Lent, Ash Wednesday, and All Saints #3
How does the ancient liturgical practice of following the church calendar help us consciously step into the gospel, conforming us to Jesus and the shape and purpose of his life? I raised this question in my last blog, giving a theological answer and promising existential explanations as well. Here is one: the church calendar helps us sacralize time.
What does it mean to sacralize time?
Every person or community has certain days that are more important and special than others because of what happened on that particular day. For example, a couple’s wedding anniversary possesses an importance for them that even their family members and closest friends don’t share. The same is true for Americans and 9/11. That date carries a weight of significance for us that people of other nations don’t feel. 9/11 is a date that has been set aside formally and informally in the hearts, minds, and practices of Americans and marked as different and special. For our nation 9/11 is a holy day. The word “holy” or “sacred” simply means set apart, or according to Merriam-Webster: “imbue(d) with sacred character, especially through ritualized devotion.”
Everyone has some experience of this, of how “an ordinary day in our common calendar can become charged with memory and meaning, can become, in a way, hallowed… (and) we choose to mark such dates because in some way they have marked us… We set them apart to remember and, as appropriate, to grieve or celebrate or give thanks. Such days for us are no longer ordinary.” (Bobby Gross, Living The Christian Year)
This is what it means to sacralize time, which we find being done throughout the Bible – God set aside the Sabbath day as holy, the ancient Jews travelled to Jerusalem for the major annual festivals held there, and the early Christians moved the day of gathered worship to Sunday because it was the day on which Jesus was raised from the dead.
The practice of following the church calendar both acknowledges and utilizes this common human experience as well as the biblical precedent of sacralizing time. It does this by marking certain dates that correspond to the major events in Jesus’ life as holy. The church calendar and those who follow it regard these days as holy, because they believe that Christians are the beneficiaries of what happened to Jesus in those events. He was born for us; he was baptized into the plight of our sinful existence; he was crucified as a sacrifice for our sin; he was raised so that we might receive a new life; he sent the Holy Spirit so that we might join him in his mission to make all things new.
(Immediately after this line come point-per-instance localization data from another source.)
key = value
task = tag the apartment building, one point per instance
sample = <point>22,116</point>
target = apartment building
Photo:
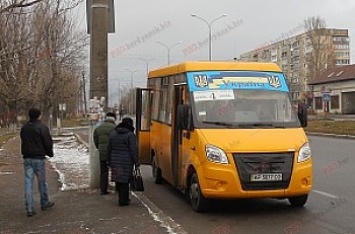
<point>295,55</point>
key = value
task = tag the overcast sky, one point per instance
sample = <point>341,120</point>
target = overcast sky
<point>249,24</point>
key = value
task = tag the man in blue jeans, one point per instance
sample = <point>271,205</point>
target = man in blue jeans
<point>36,143</point>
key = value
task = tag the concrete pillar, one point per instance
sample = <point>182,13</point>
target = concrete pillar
<point>98,49</point>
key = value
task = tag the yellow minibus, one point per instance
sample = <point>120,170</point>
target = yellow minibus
<point>224,130</point>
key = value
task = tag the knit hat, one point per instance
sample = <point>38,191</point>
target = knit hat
<point>127,123</point>
<point>111,114</point>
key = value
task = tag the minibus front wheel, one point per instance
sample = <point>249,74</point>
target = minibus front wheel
<point>298,201</point>
<point>198,202</point>
<point>157,174</point>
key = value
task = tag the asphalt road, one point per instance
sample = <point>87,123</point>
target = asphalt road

In other words those days in Christ’s earthly life changed our lives forever. The Lord has sacralized time. Following the church calendar is essentially an aid to help us recognize this – recognize the spiritual significance of these particular days, as well as the seasons of time that surround them, so that we can inhabit God’s story. Because in inhabiting God’s story through our worship and personal habits of devotion, God’s grace will form our hearts and transform our lives into conformity with Jesus’ life.